Tracking data reveal several different types of dives, including foraging dives, when the seals swim down and pursue prey at depth; transit dives with no feeding activity; and rest dives, when they drift passively at the bottom of the dive and are presumably sleeping.

The drift dives enabled the researchers to calculate how much body fat the seals had based on their buoyancy in the water.

"It gives us a nearly continuous record of how fat they are, which is unparalleled for any wild animal other than elephant seals," Beltran said. "At the beginning of the migration, they are really skinny and they sink through the water column. As the feeding migration progresses, they slowly gain weight and their buoyancy becomes less negative until, at some point, they switch to positive buoyancy and stay positive for the rest of the trip."

Elephant seals do most of their feeding at night, when their prey are closer to the surface. Their rest dives tend to be in the early morning around sunrise, after a long night of foraging.

The timing of those rest dives changes, however, as the seals' body condition improves. Seals in poor body condition started their drift dives just after sunrise, whereas seals in good condition started their drift dives just before sunrise. As a result, the proportion of rest occurring during daylight decreased from 80 to 30 percent.

During drift dives, when they are presumably sleeping, the seals are especially vulnerable, making it safer to rest at night, before sunrise. But that means giving up some prime foraging time. Elephant seals feed during the day, too, but they have to dive deeper and their foraging is less efficient. With the best foraging and the safest resting times occurring at night, the seals have to choose between competing priorities.

As their body condition improved throughout the migration, drift dives occurred progressively earlier with respect to sunrise, indicating a shift in their priorities from feeding to safety.
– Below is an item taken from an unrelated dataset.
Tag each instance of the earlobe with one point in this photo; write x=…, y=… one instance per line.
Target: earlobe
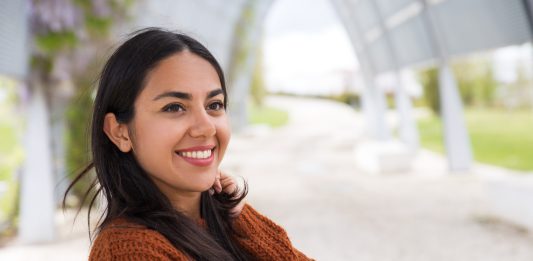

Seals in good body condition also started their drifts at greater depths. This makes sense considering that a fat seal drifts upward toward the sunlit surface.

"Light is a fundamental environmental constraint that these animals are using strategically to maximize rewards and minimize risks," Beltran said. "In the ocean, light is an interesting way to look at risk-reward tradeoffs because it integrates time and space, especially for a migratory species that travels across time zones and latitudes with constantly changing day lengths."

This study was a collaborative effort based on data acquired through the long-running UCSC elephant seal research program led by coauthor Daniel Costa, distinguished professor of ecology and evolutionary biology and director of UCSC's Institute of Marine Sciences. For over three decades, UCSC researchers have been tagging and studying elephant seals at Año Nuevo Reserve, managed by the UC Natural Reserve System.


In addition to Beltran and Costa, the coauthors include Jessica Kendall-Bar and Patrick Robinson at UC Santa Cruz; Enrico Pirotta at Washington State University; Taiki Adachi at University of St. Andrews (Scotland); Yasuhiko Naito and Akinori Takahashi at the National Institute of Polar Research (Japan); Jolien Cremers at University of Copenhagen; and Daniel Crocker at Sonoma State University. This research was supported by the National Science Foundation and the Office of Naval Research.